The clue for me has been in my most empowered pattern. My morning ritual is so set in stone that I don’t deviate from it, even when I travel. I wake up, let the dog out, and put the kettle on. I make my coffee and take a comfortable seat, sometimes with a blanket, and settle down to journal. I write and sip until there is nothing more for me to say. Then I stop and get up and face my day. Over the years this ritual has not varied. It is a pattern I have embraced, a repetition in which I find great comfort, and it is sacred to my life. I look at the part of my life that is least empowered – my relationship with my body – and I wonder what makes this different?
I realize that to me, my morning practice is not a routine but a ritual. It is sacred. It is spiritual, emotional, mental and physical. Every part of me is engaged in making this a beautiful and empowering practice. To me the difference between routine and ritual is that routine is something you physically do because you have to, but ritual is something that every part of your being wants to do. How can I shift the idea of “fitness routine” which feels like hell and makes me rebel with every fiber of my being into something closer to the way it feels for me to move through my morning ritual in the morning? It clearly involves my mental and my physical, but how do I get my spirit and my emotions on board?
This final week of 2021 will be about clearing out the past, celebrating what has been created, mourning what has been lost, and forgiving all that has been damaged. As I forgive and let go of all that has happened and impacted my body, I will be looking for answers to this question.
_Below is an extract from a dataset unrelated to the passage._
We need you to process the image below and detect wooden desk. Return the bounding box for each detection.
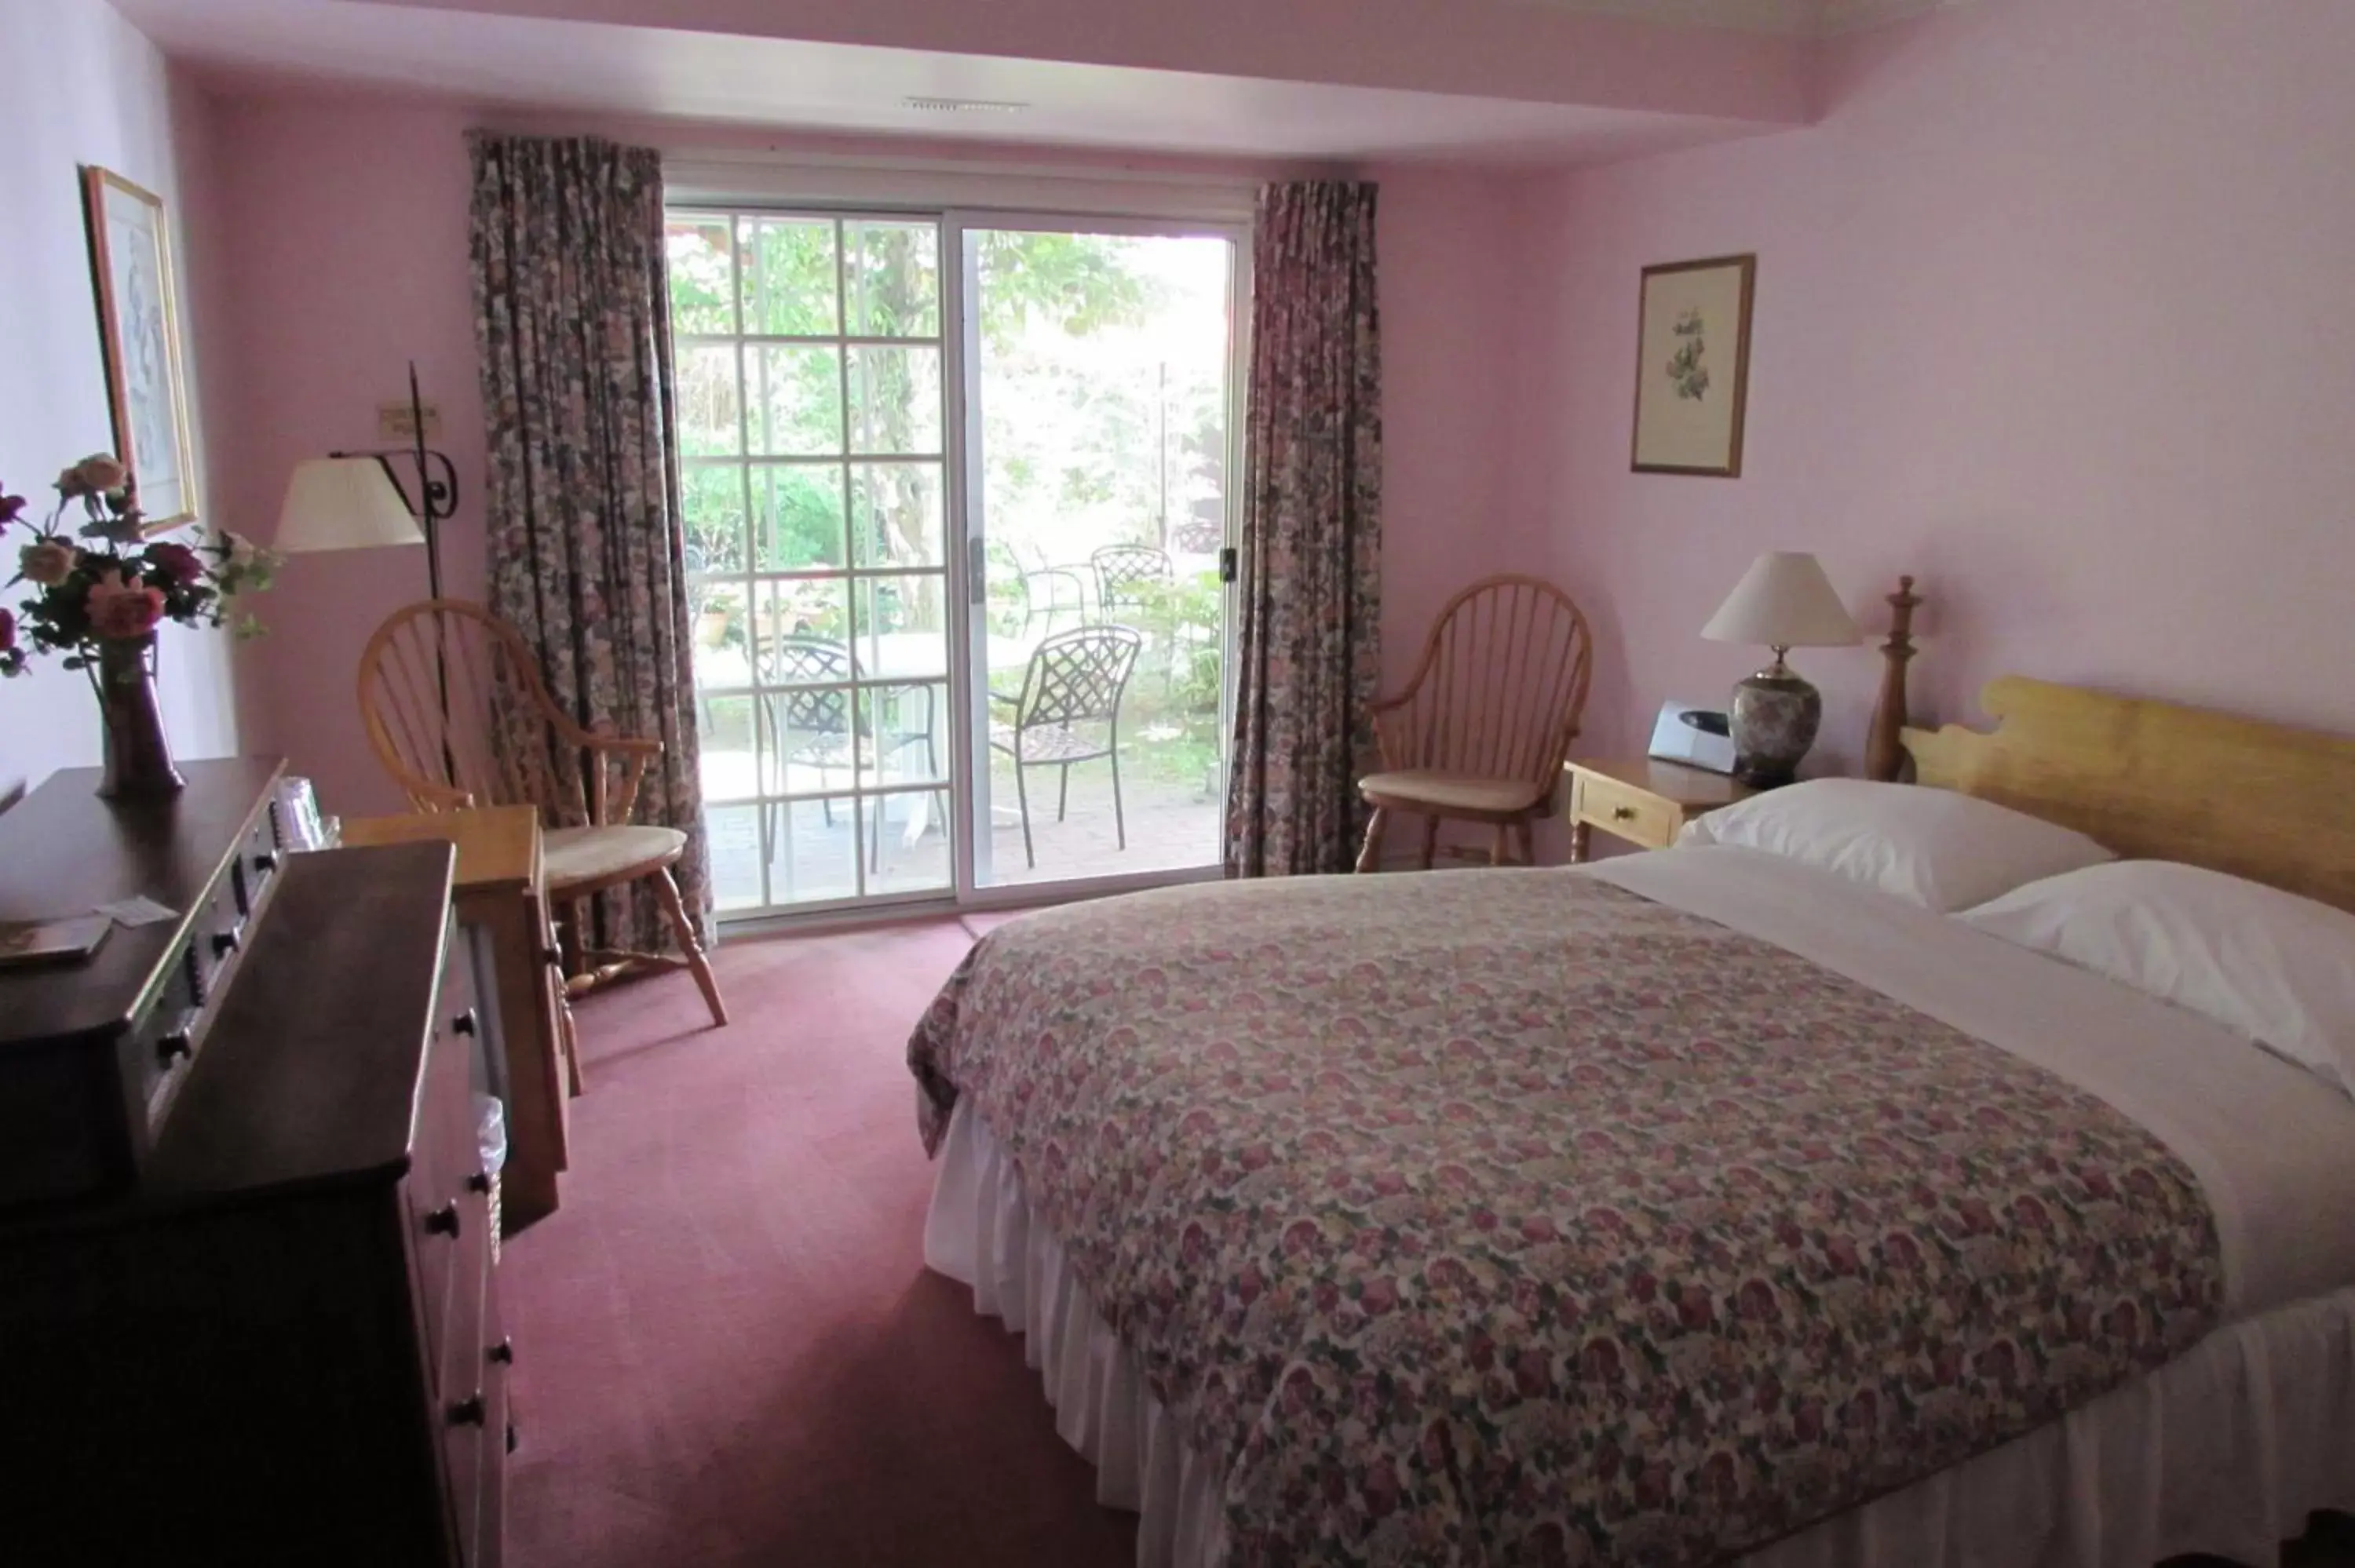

I am also very open to ideas so please don’t be shy to message me on any of the Blue Island socials or in the comments here.
I invite you to do the same for yourself, my fellow human. In what areas of your life are you disempowered? How can you invite the sacred into these spaces and build your own ritual? Don’t do it alone – reach out to me or others in your life. We all have our blind spots.
Bless you, dear ones, and I’ll see you on the other side of 2021.